Sistim assuransi sosial yang umum tidak dapat menolong mereka. Sebab kalau mereka diberi tunjangan sosial, mereka akan jatuh pada ketergantungan permanen pada tunjangan itu dan terlempar keluar dari dunia employment. Hal ini pada gilirannya akan bertentangan dengan tuntutan negara welfare yang menghendaki tingkat employment yang tinggi. Alternatifnya, supaya mereka tetap bisa menarik dipasar employment, mereka hanya bisa diberi pekerjaan apabila gajinya rendah sekali tetapi risikonya mereka akan menjadi proletariat dengan gaji rendah. Soal pokoknya ialah, bagaimana memasukkan mereka kembali kepasar pekerjaan tanpa menyebabkan mereka menerima gaji yang telalu rendah.

Karena itu Swedia harus menyusun suatu strategi welfare yang baru untuk para losers.

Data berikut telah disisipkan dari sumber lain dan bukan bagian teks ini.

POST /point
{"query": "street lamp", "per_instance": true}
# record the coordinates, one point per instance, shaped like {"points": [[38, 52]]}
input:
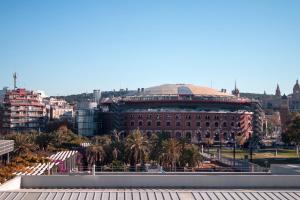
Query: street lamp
{"points": [[250, 145]]}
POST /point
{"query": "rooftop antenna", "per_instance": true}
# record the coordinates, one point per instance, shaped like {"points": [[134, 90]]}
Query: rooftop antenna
{"points": [[235, 85], [15, 80]]}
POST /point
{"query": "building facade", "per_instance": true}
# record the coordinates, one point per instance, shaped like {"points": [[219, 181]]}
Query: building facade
{"points": [[22, 110], [59, 109], [185, 111]]}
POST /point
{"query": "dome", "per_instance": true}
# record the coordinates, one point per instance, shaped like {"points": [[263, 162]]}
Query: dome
{"points": [[296, 88], [181, 90]]}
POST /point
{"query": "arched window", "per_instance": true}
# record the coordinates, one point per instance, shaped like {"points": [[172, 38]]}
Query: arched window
{"points": [[188, 136], [199, 136], [158, 123], [188, 124], [149, 134], [216, 124], [140, 123], [225, 136], [217, 137], [207, 135], [132, 123]]}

Menurut Karolina Ekhom cs, dalam jangka panjangnya pendidikan memiliki kedudukan yang central. Harus bisa dijamin agar sesedikit mungkin orang masuk kepasaran kerja dengan kwalifikasi yang terlalu rendah. Pengangguran punya kaitan yang jelas dengan tingkat pendidikan.

Dalam jangka pendeknya hendaknya dilaksanakan macam-macam policy yang mempermudah masuknya orang-orang berkwalifikasi rendah kepasaran kerja, antara lain dengan keringanan-keringanan perpajakan bagi perusahaan-perusahaan yang membuka kesempatan kerja bagi mereka.

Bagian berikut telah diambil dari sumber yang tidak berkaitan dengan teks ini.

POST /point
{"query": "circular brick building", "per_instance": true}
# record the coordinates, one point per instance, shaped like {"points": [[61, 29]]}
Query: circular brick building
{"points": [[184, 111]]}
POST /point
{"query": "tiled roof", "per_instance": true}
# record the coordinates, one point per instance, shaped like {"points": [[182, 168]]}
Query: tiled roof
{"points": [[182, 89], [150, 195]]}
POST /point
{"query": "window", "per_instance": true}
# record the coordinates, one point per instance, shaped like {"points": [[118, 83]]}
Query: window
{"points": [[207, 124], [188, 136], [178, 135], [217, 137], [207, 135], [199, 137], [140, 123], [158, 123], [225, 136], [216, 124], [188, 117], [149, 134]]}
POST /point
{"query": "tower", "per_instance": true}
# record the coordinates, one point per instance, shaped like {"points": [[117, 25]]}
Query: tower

Sebagaima telah disebut diatas, sumber perpajakan yang paling utama tidak bisa lain adalah dari kerja. Kapital sifatnya terlalu mobile, dia bisa gampang berpindah-pindah menembusi batas-batas kenegaraan. Meningkatnya mobilitas berlaku juga bagi tenaga kerja berpendidikan tinggi. Karena itu Swedia harus meberikan kepada mereka keringanan-keringanan dalam bidang perpajakan agar Swedia tetap menjadi negeri yang menarik bagi tenaga-tenaga kerja berpendidikan tinggi.

Problim lain adalah perbedaan-perbedaan antar region. Konkurensi internasional telah memukul berbagai region di Swedia secara berbeda. Sebagian region sangat diuntungkan karena mempunyai konsentrasi perusahaan-perusahaan yang pasarannya meluas, sedangkan region lain dirugikan karena perusahaan-perusahaannya kalah dalam berkorurensi dengan perusahaan-perusahaan luar-negeri. Tendensi ini diperkuat oleh prinsip penggajian Swedia yang menyatakan ”gaji sama untuk pekerjaan yang sama” (tidak perduli dimana orang itu kerjanya). Hal ini menyebabkan region-region yang terpukul tidak bisa memakai niveau gaji lebih rendah sebagai alat konkurensi.

Menurut Karolina Ekholm cs. Swedia mempunyai prasyarat untuk mengambil keuntungan dari meningkatnya proses globalisasi didunia karena Swedia mempunyai 1) birokrasi yang effektif dan berjalan baik, 2) tingkat korupsi yang rendah dan 3) kredibilitas yang tinggi antara sesama warga-negaranya. Walaupun demikian. keberhasilan Swedia dalam proses globalisasi, secara paradoxal tidak menyelesaikan problim-problim negara welfare. Karena itu negara welfare Swedia harus menyesuaikan diri supaya tetap bisa mempertahankan elemen-elemen dasar dari negara welfare.